Cette édition du baromètre de l’artisanat ISM (Institut Supérieur des Métiers) avec le soutien de MAAF Assurances, met en exergue les tendances d’évolution des créations des entreprises artisanales sur une période de 10 ans. Elle fait état d’une profonde recomposition d’un secteur impacté par le régime des micro-entrepreneurs.

Un décrochage des immatriculations des micro-entrepreneurs

Sur la décennie passée, les métiers de l’artisanat ont contribué à la forte croissance entrepreneuriale en France avec un doublement des immatriculations entre 2005 et 2015, de telle façon qu’en 2015, avec la création de 155 300 entreprises artisanales (78 700 en 2005), un créateur d’entreprise sur trois est un artisan.

Pour autant, l’année 2015 est marquée par une forte baisse des immatriculations artisanales (-14 %), alors que le nombre de nouvelles entreprises est globalement stable dans les autres secteurs. Cette dégradation est imputable à la chute des immatriculations des micro-entreprises dont le nombre passe de 90 600 en 2014 à 59 700 en 2015.

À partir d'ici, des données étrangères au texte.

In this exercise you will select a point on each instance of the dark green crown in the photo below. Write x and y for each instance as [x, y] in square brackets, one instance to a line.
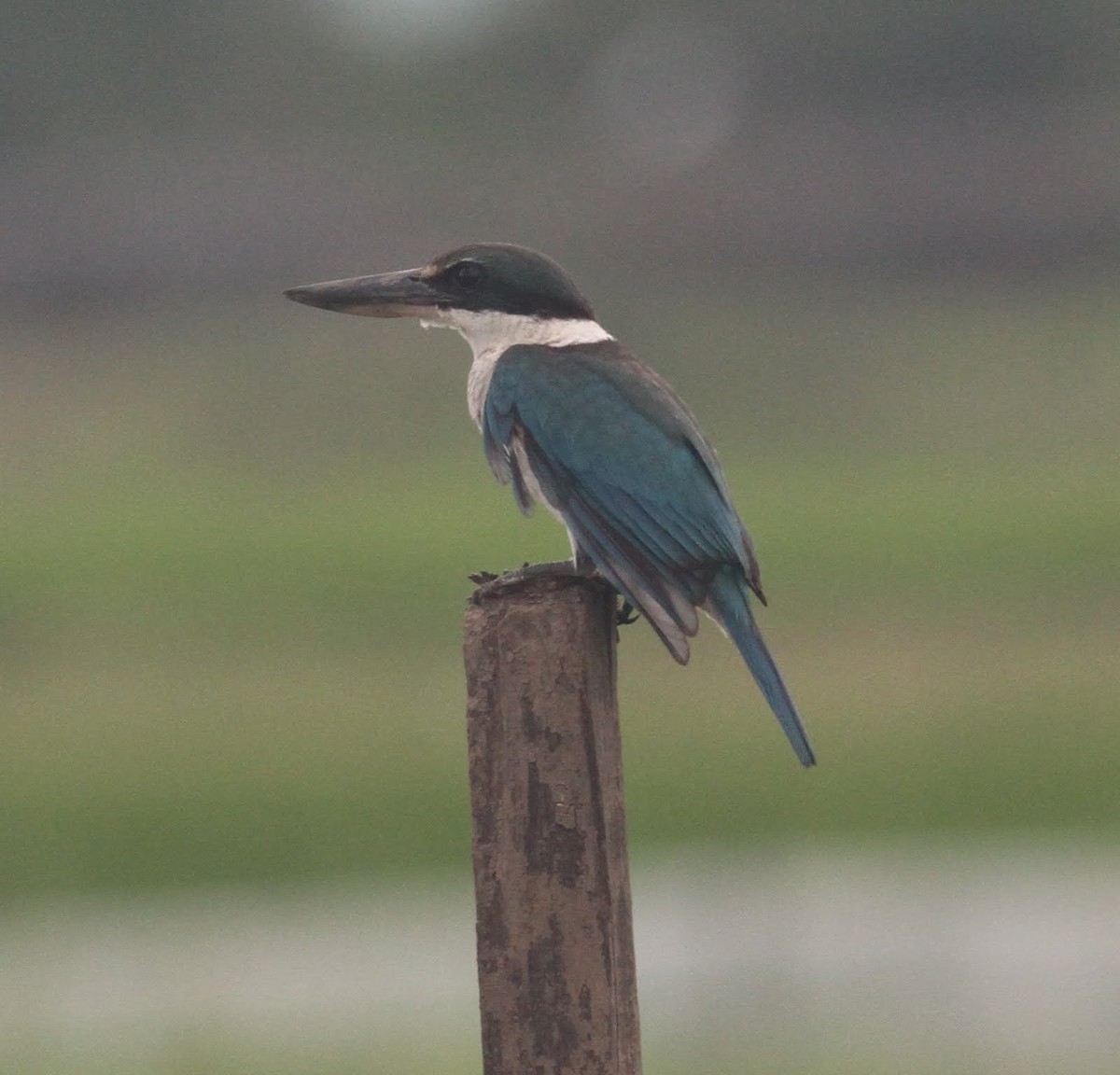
[505, 279]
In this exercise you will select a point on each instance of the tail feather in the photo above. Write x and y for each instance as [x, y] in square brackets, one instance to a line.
[731, 605]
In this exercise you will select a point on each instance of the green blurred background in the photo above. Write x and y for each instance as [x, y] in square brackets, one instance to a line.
[875, 246]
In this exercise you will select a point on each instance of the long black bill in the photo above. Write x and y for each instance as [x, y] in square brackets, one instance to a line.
[386, 295]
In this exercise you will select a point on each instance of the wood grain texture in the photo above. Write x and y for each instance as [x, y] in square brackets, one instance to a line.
[555, 951]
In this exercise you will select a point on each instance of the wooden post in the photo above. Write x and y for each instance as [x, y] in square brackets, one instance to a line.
[557, 985]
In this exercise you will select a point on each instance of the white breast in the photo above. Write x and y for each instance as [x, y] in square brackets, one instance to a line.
[491, 334]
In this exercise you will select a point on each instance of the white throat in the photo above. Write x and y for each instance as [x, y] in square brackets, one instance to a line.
[490, 334]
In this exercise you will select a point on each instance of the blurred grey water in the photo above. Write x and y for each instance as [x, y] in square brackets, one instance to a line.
[1003, 955]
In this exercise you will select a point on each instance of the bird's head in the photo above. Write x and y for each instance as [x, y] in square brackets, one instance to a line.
[483, 278]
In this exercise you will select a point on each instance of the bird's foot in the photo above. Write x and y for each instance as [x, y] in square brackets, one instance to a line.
[626, 615]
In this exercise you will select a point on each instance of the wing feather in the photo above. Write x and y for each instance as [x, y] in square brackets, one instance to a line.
[619, 457]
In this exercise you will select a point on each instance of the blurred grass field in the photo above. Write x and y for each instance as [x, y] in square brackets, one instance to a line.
[233, 561]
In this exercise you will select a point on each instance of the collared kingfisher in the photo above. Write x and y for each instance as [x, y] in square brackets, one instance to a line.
[572, 419]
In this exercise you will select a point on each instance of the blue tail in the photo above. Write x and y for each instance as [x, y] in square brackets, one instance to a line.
[729, 602]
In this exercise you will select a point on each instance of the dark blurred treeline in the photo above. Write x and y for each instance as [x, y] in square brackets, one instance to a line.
[157, 147]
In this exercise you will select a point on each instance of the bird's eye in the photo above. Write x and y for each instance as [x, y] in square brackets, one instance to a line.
[466, 274]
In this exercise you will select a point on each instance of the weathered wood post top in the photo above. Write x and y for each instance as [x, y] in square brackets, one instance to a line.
[555, 950]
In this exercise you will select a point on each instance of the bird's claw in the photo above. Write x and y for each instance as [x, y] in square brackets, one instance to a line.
[626, 615]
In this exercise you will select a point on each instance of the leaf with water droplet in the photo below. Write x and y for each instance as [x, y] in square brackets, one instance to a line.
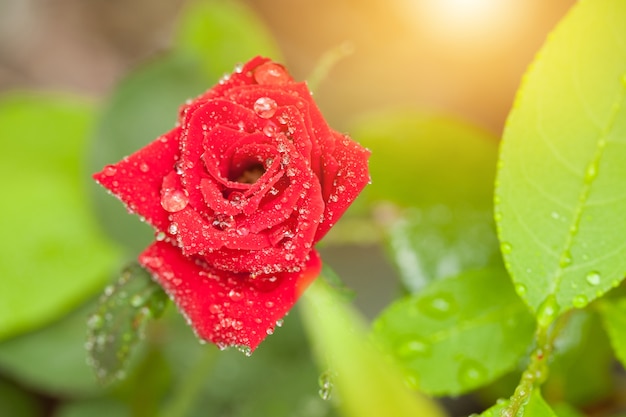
[613, 314]
[449, 227]
[362, 378]
[533, 406]
[582, 352]
[560, 184]
[458, 333]
[119, 321]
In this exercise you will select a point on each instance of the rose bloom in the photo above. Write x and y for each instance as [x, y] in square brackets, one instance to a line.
[239, 191]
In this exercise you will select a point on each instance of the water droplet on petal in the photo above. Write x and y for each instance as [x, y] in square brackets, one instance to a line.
[235, 295]
[271, 74]
[109, 170]
[593, 278]
[265, 107]
[173, 200]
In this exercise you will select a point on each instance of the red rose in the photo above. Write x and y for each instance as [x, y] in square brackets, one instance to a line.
[239, 192]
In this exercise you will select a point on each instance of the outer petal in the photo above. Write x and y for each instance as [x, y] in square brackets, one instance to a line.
[227, 309]
[137, 179]
[351, 177]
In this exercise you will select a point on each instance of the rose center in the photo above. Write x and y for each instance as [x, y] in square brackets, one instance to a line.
[251, 174]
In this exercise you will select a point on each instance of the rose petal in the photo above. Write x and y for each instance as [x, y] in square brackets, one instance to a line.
[226, 309]
[137, 179]
[352, 176]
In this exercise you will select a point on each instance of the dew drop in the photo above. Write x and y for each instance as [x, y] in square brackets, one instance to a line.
[235, 295]
[471, 373]
[439, 306]
[547, 311]
[265, 107]
[173, 200]
[326, 383]
[271, 74]
[593, 278]
[580, 301]
[109, 170]
[506, 248]
[411, 348]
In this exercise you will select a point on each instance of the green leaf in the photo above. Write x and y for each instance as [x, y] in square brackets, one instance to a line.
[432, 243]
[613, 313]
[459, 333]
[142, 107]
[534, 406]
[560, 193]
[446, 177]
[18, 403]
[581, 353]
[93, 408]
[365, 383]
[51, 360]
[424, 160]
[118, 324]
[220, 34]
[54, 254]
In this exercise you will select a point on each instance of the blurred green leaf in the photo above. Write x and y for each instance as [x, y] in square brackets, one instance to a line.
[278, 380]
[534, 406]
[15, 402]
[143, 106]
[444, 170]
[118, 324]
[560, 191]
[52, 359]
[93, 408]
[220, 34]
[581, 353]
[613, 313]
[430, 243]
[425, 160]
[566, 410]
[54, 256]
[459, 333]
[365, 383]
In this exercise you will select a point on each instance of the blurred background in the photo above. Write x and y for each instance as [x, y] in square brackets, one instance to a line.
[465, 57]
[85, 82]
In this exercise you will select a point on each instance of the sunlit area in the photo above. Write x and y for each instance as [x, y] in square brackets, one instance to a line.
[332, 208]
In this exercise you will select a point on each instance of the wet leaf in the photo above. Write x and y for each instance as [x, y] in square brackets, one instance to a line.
[458, 333]
[534, 406]
[118, 324]
[581, 353]
[613, 312]
[560, 194]
[48, 227]
[357, 374]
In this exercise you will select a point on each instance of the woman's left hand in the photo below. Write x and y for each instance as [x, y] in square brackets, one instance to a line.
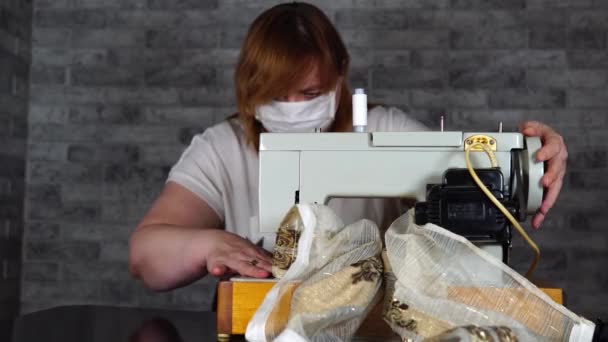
[555, 154]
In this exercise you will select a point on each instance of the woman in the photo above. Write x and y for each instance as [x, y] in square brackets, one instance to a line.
[290, 77]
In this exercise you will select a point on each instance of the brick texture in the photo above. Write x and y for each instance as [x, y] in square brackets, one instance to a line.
[15, 43]
[119, 87]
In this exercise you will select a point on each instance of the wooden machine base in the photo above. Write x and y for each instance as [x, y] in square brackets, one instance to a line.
[238, 301]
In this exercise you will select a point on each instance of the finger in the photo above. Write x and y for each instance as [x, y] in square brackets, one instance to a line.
[246, 269]
[258, 259]
[552, 147]
[551, 196]
[555, 170]
[538, 220]
[259, 253]
[217, 270]
[531, 128]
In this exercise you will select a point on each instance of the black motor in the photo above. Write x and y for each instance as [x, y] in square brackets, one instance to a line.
[461, 207]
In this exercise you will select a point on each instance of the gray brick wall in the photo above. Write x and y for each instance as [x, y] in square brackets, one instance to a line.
[119, 87]
[15, 37]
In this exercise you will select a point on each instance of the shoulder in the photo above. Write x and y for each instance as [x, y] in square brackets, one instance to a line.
[389, 119]
[224, 133]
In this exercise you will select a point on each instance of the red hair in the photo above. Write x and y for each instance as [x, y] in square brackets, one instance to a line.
[283, 45]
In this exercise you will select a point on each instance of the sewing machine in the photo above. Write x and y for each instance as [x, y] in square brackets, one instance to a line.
[426, 166]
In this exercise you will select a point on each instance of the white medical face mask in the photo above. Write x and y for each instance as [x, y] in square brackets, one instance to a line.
[298, 117]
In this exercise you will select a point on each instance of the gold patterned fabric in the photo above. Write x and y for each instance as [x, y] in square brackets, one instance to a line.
[286, 245]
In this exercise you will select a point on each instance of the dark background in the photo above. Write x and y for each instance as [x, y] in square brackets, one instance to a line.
[99, 97]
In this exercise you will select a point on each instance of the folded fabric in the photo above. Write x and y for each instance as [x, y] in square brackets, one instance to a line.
[338, 272]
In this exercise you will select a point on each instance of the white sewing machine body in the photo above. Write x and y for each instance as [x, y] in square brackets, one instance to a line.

La création d’entreprises classiques progresse en revanche et retrouve, avec 95 600 entreprises, son niveau de 2007, soit le niveau le plus élevé avant la crise et la création du régime de l’auto-entrepreneur en 2009.

Dans les Hauts-de-France

La dynamique entrepreneuriale a été très forte dans la région avec une progression de 111 % (moyenne nationale : 99 %) entre 2005 et 2015.
En 2015, 10 300 entrepreneurs ont choisi l’artisanat pour créer leur entreprise. Si le nombre d’entreprises classiques est stable avec 6 800 créations, le nombre d’installations sous le statut d’auto-entrepreneur (3 500) s’effondre (-35 %).
Le département du Nord concentre à lui seul près de 4 300 créations d’entreprise, suivi du Pas-de-Calais (2 300) Avec 900 créations, l’Aisne ferme la marche. 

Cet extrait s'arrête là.